I found a hack (experts would probably say "an ugly one") with package data.table : the idea is to merge the data.table with itself quickly with the fast merge function. It gives every possible combination between a given year of a group and all others years from the same group.
Then proceed with an ifelse for every row with the condition you're looking for.
Finally, aggregate everything with a sum function to know how many times every given years can be found in a given timespan relative to another year.
On my computer, it took few milliseconds, instead of the probable hours that plyr was going to take
dat = data.table(group = rep(c("a","b","c"),each = 3), year = c(2000, 1996, 1975, 2002, 2010, 1980, 1990,1986,1995), key = "group")
Produces this :
group year
1 a 2000
2 a 1996
3 a 1975
4 b 2002
5 b 2010
6 b 1980
7 c 1990
8 c 1986
9 c 1995
Then :
z = merge(dat, dat, by = "group", all = T, allow.cartesian = T) # super fast
z$sixyears = ifelse(z$year.y >= z$year.x - 6 & z$year.y < z$year.x, 1, 0) # creates a 0/1 column for our condition
z$sixyears = as.numeric(z$sixyears) # we want to sum this up after
z$year.y = NULL # useless column now
z2 = z[ , list(sixyears = sum(sixyears)), by = list(group, year.x)]
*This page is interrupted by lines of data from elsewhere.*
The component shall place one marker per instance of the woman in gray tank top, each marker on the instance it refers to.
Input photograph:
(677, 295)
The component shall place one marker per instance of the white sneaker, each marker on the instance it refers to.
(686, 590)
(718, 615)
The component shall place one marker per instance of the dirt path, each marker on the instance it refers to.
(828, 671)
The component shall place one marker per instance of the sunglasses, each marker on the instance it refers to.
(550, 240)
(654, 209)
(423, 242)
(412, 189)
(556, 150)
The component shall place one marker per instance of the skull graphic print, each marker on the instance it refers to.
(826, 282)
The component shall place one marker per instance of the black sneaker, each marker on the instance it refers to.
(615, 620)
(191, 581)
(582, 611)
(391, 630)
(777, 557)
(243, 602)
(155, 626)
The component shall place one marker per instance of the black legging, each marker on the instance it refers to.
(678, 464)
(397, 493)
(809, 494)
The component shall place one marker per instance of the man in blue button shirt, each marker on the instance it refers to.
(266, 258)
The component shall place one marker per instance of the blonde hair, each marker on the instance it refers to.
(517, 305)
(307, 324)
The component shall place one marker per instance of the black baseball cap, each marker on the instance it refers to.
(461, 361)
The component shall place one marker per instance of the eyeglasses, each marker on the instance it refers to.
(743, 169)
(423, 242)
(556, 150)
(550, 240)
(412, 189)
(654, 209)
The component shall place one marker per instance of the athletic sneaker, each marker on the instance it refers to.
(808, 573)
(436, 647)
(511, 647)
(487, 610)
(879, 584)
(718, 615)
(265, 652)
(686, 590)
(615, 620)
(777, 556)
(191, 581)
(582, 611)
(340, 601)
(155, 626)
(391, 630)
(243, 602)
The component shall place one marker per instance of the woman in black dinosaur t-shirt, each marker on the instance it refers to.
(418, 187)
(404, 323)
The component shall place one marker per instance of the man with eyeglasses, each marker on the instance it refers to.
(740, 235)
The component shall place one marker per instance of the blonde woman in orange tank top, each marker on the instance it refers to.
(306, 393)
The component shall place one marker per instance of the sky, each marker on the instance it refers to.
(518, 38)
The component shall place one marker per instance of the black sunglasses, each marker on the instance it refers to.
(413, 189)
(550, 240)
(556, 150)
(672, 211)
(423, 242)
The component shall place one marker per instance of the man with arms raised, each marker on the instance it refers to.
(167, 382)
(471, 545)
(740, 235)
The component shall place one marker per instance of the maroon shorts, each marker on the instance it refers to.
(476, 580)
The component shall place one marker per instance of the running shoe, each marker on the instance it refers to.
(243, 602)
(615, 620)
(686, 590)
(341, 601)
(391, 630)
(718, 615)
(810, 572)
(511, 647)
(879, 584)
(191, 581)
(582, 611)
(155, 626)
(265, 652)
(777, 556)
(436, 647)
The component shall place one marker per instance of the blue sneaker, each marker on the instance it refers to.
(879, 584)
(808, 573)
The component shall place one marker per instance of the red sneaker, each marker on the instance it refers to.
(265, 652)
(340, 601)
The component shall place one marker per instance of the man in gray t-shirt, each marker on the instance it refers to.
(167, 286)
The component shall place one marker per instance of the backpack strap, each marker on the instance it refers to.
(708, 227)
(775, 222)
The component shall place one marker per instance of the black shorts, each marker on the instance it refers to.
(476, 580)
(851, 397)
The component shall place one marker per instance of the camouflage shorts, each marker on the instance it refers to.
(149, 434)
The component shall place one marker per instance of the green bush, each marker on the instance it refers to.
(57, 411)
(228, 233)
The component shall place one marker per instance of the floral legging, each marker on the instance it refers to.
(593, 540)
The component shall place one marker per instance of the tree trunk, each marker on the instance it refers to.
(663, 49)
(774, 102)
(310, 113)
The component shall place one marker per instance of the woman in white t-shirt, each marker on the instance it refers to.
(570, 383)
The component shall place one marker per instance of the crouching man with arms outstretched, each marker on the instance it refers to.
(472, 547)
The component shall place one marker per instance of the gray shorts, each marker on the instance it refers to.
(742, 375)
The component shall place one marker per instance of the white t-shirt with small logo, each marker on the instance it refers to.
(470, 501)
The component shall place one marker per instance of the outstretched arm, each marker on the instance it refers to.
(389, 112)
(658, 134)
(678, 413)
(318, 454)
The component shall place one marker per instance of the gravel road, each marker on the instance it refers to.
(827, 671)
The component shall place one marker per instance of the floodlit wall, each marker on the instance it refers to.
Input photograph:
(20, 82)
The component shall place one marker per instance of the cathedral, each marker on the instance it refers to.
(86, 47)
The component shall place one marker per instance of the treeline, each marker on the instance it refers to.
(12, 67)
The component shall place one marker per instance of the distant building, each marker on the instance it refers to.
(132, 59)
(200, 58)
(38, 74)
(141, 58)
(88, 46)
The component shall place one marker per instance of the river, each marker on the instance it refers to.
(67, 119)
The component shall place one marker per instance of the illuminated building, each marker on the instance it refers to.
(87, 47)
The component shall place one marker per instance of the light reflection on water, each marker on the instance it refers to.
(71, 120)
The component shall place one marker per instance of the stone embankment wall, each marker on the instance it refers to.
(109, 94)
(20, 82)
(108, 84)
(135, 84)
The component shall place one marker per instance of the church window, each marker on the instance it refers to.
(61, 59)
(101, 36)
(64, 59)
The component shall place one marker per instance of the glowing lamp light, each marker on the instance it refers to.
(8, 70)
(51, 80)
(Years with another year of the same group in the last six years are given a "1" :
group year x
1 a 1975 0
2 b 1980 0
3 c 1986 0
4 c 1990 1 # e.g. here there is another "c" which was in the timespan 1990 -6 ..
5 c 1995 1 # <== this one. This one too has another reference in the last 6 years, two rows above.
6 a 1996 0
7 a 2000 1
8 b 2002 0
9 b 2010 0
Icing on the cake : it deals with NA seamlessly.
Here's another possibility also using data.table but including diff().
dat <- data.table(group = rep(c("a","b","c"), each = 3),
year = c(2000, 1996, 1975, 2002, 2010, 1980, 1990,1986,1995),
key = "group")
valid_case <- subset(dt[,list(valid_case = diff(year)), by=key(dt)],
abs(valid_case)<6)
dat$valid_case <- ifelse(dat$group %in% valid_case$group, 1, 0)
I am not sure how this compares in terms of speed or NA handling (I think it should be fine with NAs since they propagate in diff() and abs()), but I certainly find it more readable. Joins are really fast in data.table, but I'd have to think avoiding that all together helps. There's probably a more idiomatic way to do the condition in the ifelse statement using data.table joins. That could potentially speed things up, although my experience has never found %in% to be the limiting factor.